The bodies were lying on the ground face down. All of their hands were bound behind their backs.... The bullet wounds could not be made out on the backs but there was blood on the ground beneath the chests. I saw the bodies about four days after they had been killed. Their backs had not been blown up but the blood had obviously poured out of the chests and I understood that they had been killed by firing into the back because there was no visible wound on any other part of the bodies and they were lying in pools of blood that had poured out of their chests. They were tied together in groups of three using their turbans and scarves which had been wound together to make ropes. They were tied together one to the other, using their own turbans.... To tell you the truth we were so terrified and upset that we barely dared look at the ground. You could hardly stand there. 23

Soon after the workmen returned, word reached Naikpai that some of its people were among the dead. A group of residents went to inspect the gravesites, where they found shallow graves and recognized bits of clothing belonging to their missing relatives. They also found two more bodies at a short distance from the others; the two men had been shot and their bodies were left where they fell.

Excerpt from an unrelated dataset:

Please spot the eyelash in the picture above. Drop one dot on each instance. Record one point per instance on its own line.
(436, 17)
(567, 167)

Since the massacre, the Robatak area has remained under Taliban control. Local human rights researchers visited the site at Hazara Mazari in November 2000 and photographed the remains that were visible from the surface. Some of those photographs are appended to this report.

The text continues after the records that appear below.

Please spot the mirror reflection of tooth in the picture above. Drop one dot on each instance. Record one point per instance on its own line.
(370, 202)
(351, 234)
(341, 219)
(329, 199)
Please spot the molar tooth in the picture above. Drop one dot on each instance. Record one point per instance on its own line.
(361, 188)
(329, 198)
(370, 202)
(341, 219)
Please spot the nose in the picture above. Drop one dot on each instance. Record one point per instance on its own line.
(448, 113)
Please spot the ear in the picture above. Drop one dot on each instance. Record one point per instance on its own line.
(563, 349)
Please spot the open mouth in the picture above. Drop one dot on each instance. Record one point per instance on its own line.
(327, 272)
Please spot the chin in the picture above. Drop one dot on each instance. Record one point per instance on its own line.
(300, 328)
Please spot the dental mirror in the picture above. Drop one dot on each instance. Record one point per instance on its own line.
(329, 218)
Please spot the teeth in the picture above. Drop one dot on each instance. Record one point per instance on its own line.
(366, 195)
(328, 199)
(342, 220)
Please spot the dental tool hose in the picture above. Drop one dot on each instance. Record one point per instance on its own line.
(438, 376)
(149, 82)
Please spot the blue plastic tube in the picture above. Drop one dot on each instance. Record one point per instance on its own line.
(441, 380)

The actual number of persons killed at Robatak may be much higher that the thirty-one that Human Rights Watch has been able to confirm. Other gravesites have been reported at different locations near the pass. However, the researchers believe that if there were bodies at these sites, they may have been disturbed or moved by Taliban authorities as no remains were visible from the surface.

The motive for the prisoners' killing remains unclear. The killings took place just after the Taliban and the United Front had negotiated an agreement on a prisoner exchange during a summit meeting in Jeddah, Saudi Arabia, held under the auspices of the Organization of the Islamic Conference.24 And during the same time period, United Front forces appear to have attacked and killed Taliban troops in ambushes along the road that runs through the Robatak pass.25

16 Human Rights Watch interviews with researchers who have visited the area, October-December 2000.

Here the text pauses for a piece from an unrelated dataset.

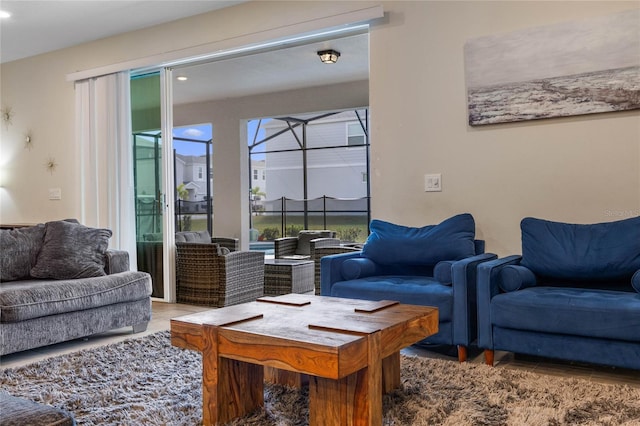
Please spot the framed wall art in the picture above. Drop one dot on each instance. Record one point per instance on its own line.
(572, 68)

17 Such detentions have been common in areas of conflict in the north. Civilians have been detained for extended periods to deter others in the area from supporting the opposition.

18 The detainees also sent letters out in which they expressed their belief that they would be released soon. Interview with a family member of a detainee, Peshawar, Pakistan, January 2001.

19 Ibid.

20 Ibid.

21 Interview with a worker who assisted in the burial, Islamabad, Pakistan, December 2000.

22 It appeared that the captors had tried to manipulate Sahib Dad's limbs as if he were a marionette, either before or after he was executed. Interview with a worker who assisted in the burial, Islamabad, Pakistan, December 2000.

23 Ibid.

24 See "Afghanistan's warring parties agree to prisoner exchange at UN-attended talks," United Nations Department of Public Information (UNDPI), May 10, 2000. The International Committee of the Red Cross was to have overseen the exchange.

25 Interviews conducted in Baghlan and Samagan provinces, July 2000.